En quelle qualité a-t-elle assisté et quel rôle, le cas échéant, a-t-elle joué dans ces travaux ?
Concernant la réunion du Comité d’appel relative à la finale de la CAN, il est important de préciser qu’elle s’est tenue en présentiel au Caire. Les cinq membres impliqués ont tous été sélectionnés directement par Cedrick, qui, fait notable, n’a pas assisté lui-même à la réunion, mais a délégué sa place à Rebeka Haimbili.
Qui est Rebeka Haimbili ?
C’est là que de sérieuses préoccupations apparaissent.
Haimbili est l’ancienne assistante du président du Comité de gouvernance de la CAF (Justus Damaseb – Namibie), proche alliée de Motsepe. Pourtant, sa fonction ne lui confère absolument aucun mandat pour participer aux travaux d’un organe juridictionnel, qui plus est une juridiction indépendante.
C’était le rôle de Yassin Robleh.
Il n’existe aucune explication crédible justifiant sa présence dans cette salle à la place d’une personne dûment désignée par Cedrick Aghey.

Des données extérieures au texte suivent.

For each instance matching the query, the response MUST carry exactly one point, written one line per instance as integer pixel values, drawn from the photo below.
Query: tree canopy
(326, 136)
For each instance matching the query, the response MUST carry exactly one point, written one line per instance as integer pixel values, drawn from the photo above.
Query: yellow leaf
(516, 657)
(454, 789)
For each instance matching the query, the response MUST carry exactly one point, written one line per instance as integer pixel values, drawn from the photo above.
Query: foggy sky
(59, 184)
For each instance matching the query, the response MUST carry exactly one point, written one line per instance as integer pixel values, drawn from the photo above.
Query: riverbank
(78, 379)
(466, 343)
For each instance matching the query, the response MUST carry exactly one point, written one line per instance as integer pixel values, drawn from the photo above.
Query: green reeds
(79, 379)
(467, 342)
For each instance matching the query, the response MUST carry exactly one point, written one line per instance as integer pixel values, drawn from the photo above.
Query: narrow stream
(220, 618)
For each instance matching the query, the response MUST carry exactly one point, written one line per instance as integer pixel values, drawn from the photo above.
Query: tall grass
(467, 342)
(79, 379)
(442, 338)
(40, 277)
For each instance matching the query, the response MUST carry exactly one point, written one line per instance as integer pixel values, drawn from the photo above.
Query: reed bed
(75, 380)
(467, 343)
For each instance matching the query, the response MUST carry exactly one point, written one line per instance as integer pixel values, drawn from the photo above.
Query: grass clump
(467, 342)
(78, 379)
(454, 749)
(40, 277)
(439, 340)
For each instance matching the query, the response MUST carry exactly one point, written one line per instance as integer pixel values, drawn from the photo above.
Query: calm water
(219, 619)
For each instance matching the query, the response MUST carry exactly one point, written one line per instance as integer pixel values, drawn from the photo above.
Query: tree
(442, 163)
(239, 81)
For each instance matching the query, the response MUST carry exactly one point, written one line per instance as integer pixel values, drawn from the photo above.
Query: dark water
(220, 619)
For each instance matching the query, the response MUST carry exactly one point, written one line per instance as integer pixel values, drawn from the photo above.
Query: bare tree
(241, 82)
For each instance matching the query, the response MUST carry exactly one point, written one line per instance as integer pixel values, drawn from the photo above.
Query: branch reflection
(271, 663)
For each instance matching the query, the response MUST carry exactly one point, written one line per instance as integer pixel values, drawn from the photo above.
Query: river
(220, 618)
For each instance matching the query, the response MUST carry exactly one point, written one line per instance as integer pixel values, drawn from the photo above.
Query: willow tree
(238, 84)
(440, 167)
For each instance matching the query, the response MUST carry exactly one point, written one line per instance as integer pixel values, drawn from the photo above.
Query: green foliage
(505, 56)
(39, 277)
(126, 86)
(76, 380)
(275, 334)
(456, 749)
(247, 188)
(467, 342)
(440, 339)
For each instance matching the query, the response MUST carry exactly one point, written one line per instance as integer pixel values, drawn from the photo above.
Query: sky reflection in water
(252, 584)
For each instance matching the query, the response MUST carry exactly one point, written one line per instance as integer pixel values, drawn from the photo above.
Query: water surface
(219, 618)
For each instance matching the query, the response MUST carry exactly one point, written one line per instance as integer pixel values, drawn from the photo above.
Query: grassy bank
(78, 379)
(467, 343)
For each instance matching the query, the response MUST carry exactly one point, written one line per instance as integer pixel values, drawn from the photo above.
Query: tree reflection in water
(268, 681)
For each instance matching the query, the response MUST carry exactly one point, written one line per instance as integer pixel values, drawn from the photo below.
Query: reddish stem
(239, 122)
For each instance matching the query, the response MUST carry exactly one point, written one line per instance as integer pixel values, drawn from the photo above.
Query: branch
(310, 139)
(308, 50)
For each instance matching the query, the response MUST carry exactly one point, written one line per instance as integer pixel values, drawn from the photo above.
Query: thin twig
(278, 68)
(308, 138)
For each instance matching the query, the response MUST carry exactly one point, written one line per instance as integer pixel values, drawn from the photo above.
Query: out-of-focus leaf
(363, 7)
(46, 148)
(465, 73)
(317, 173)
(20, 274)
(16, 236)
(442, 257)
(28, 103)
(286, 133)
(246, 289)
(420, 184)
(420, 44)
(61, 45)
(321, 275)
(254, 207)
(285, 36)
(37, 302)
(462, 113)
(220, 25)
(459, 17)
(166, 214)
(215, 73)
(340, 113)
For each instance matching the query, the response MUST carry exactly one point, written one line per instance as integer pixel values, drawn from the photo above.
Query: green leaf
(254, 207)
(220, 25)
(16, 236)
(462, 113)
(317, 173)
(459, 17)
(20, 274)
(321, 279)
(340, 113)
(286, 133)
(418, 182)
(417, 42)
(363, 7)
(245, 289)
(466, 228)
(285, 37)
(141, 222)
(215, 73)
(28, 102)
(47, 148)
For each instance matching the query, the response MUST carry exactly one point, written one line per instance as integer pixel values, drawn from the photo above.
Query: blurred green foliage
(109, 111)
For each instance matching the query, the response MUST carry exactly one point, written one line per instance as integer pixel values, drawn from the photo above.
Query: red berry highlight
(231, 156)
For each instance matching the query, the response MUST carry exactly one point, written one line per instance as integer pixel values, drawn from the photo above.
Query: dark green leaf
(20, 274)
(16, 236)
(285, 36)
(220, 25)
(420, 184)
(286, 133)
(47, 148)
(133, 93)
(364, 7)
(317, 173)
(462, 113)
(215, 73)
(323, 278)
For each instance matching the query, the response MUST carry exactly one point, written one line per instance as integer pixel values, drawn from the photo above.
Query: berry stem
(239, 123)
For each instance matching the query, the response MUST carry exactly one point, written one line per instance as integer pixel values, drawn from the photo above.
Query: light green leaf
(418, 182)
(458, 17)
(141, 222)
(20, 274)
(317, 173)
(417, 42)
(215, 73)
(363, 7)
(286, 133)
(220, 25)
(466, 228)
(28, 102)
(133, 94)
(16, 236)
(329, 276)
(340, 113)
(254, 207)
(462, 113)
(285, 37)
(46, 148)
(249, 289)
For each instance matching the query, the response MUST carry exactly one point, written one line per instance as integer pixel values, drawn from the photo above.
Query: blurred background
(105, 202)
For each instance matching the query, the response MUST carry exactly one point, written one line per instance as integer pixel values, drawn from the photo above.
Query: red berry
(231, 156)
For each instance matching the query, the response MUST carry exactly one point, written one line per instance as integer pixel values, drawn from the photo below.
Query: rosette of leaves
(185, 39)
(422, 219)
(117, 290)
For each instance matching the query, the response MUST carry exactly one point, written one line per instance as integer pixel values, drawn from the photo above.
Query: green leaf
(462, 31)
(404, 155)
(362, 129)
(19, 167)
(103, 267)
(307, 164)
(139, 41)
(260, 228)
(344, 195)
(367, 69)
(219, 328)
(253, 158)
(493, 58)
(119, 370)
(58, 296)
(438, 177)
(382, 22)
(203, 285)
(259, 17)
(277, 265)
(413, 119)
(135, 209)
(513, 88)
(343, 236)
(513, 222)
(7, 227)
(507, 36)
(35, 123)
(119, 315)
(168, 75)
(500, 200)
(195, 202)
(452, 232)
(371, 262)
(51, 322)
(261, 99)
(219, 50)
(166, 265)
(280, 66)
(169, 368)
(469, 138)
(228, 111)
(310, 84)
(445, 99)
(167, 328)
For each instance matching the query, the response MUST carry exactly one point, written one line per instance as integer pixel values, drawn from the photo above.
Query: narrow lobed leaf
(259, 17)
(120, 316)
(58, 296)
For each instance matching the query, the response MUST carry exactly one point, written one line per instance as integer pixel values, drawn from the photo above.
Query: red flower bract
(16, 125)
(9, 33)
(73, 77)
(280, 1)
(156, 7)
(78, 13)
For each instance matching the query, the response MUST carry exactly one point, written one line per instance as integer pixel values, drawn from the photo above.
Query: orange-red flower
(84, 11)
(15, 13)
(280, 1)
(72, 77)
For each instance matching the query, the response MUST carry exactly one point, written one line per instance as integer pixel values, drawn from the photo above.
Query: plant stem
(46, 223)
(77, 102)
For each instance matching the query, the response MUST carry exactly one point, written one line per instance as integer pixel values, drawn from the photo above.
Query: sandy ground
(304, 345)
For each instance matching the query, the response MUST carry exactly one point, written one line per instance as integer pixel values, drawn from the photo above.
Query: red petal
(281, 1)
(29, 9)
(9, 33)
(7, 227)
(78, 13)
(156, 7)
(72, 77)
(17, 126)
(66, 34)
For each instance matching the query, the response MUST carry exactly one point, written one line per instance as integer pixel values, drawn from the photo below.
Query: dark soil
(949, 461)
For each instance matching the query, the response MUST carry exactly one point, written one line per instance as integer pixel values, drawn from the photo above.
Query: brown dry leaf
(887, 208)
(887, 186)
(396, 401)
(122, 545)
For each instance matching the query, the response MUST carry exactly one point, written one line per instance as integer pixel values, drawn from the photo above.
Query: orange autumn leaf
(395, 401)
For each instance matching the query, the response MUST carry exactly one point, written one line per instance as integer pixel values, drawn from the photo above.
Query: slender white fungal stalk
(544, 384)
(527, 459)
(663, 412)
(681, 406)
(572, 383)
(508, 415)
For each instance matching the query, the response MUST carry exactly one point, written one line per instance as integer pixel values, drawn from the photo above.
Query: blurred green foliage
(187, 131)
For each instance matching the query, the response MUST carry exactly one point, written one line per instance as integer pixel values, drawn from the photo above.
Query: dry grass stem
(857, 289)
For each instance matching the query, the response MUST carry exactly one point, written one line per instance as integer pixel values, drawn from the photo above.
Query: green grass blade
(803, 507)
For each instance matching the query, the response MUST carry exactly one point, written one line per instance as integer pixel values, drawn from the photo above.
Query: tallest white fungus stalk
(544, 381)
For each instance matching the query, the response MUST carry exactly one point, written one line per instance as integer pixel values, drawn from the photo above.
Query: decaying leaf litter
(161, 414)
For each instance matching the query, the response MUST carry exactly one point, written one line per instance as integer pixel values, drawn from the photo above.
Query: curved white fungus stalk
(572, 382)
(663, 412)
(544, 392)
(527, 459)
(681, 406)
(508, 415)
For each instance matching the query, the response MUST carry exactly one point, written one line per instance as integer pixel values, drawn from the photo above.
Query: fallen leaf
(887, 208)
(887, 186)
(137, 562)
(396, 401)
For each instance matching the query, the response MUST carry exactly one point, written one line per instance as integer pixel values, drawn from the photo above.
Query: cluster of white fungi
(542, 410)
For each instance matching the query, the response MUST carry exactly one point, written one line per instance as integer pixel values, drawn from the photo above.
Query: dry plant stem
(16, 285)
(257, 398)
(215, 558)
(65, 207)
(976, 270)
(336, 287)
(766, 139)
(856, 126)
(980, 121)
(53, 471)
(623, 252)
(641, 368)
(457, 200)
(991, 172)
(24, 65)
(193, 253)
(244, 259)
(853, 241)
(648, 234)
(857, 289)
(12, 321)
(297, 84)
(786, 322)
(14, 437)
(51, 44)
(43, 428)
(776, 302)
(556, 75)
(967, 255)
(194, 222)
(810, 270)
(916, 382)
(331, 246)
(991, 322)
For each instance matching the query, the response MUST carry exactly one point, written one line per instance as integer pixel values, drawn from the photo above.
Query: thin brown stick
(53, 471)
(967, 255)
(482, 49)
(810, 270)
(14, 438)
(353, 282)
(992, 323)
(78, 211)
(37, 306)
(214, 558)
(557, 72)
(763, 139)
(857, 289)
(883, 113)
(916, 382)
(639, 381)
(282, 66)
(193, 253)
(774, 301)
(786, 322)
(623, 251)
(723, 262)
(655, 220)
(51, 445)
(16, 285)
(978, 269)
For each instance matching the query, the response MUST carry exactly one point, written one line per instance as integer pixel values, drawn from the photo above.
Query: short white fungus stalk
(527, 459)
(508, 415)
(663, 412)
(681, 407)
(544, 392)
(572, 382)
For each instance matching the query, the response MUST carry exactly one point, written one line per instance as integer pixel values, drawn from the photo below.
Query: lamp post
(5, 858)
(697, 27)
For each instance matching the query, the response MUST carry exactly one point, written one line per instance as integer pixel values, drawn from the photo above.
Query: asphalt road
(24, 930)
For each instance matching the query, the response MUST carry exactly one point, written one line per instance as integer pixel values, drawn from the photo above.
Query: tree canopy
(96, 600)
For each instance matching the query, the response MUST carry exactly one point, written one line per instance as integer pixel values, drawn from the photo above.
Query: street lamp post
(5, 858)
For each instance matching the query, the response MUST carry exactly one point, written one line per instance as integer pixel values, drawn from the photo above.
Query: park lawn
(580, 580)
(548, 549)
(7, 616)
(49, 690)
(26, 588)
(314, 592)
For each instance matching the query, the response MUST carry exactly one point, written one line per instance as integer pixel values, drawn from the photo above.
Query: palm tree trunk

Tirez-en vos propres conclusions.
Elle est également la même personne que ces individus ont fait venir de Namibie pour remplacer Hannan Nur et occupe désormais le poste de directrice du GRC.
Son rôle semble moins relever du contrôle que du confinement : gérer, plutôt que révéler, les défaillances de gouvernance au sein de la CAF.
À la CAF, Rebeka agit comme la gardienne des secrets (dysfonctionnements) pour Cedrick Aghey, veillant à ce que les problèmes de gouvernance, tant au sein de l’administration que des commissions, restent sous contrôle.
En réalité, elle demeure largement inconnue, avec très peu de visibilité sur son travail réel. Personne ne sait quel est son rôle à la CAF. Personne ne sait ce qu’elle fait.
Plus inquiétant encore, elle est la seule personne contrôlant l’accès au rapport d’audit indépendant réalisé par le cabinet d’audit externe, que Motsepe a même dissimulé au Comité exécutif de la CAF.
Le rapport est conservé sur des iPads appartenant à la CAF, et l’accès en est strictement limité à un petit groupe trié sur le volet, autorisé à le consulter uniquement sous la supervision de Rebeka et en présence de leurs avocats.
Ce processus soulève des questions évidentes quant à son indépendance. Il ne s’apparente en rien à un examen transparent ou impartial : il semble étroitement contrôlé et soigneusement orchestré par Cedrick Aghey.
L’abus de pouvoir se poursuit au sein de la CAF.
L’enquête internationale au sein de la CAF pour corruption, recommandée par la porte-parole du gouvernement sénégalais, doit être ouverte.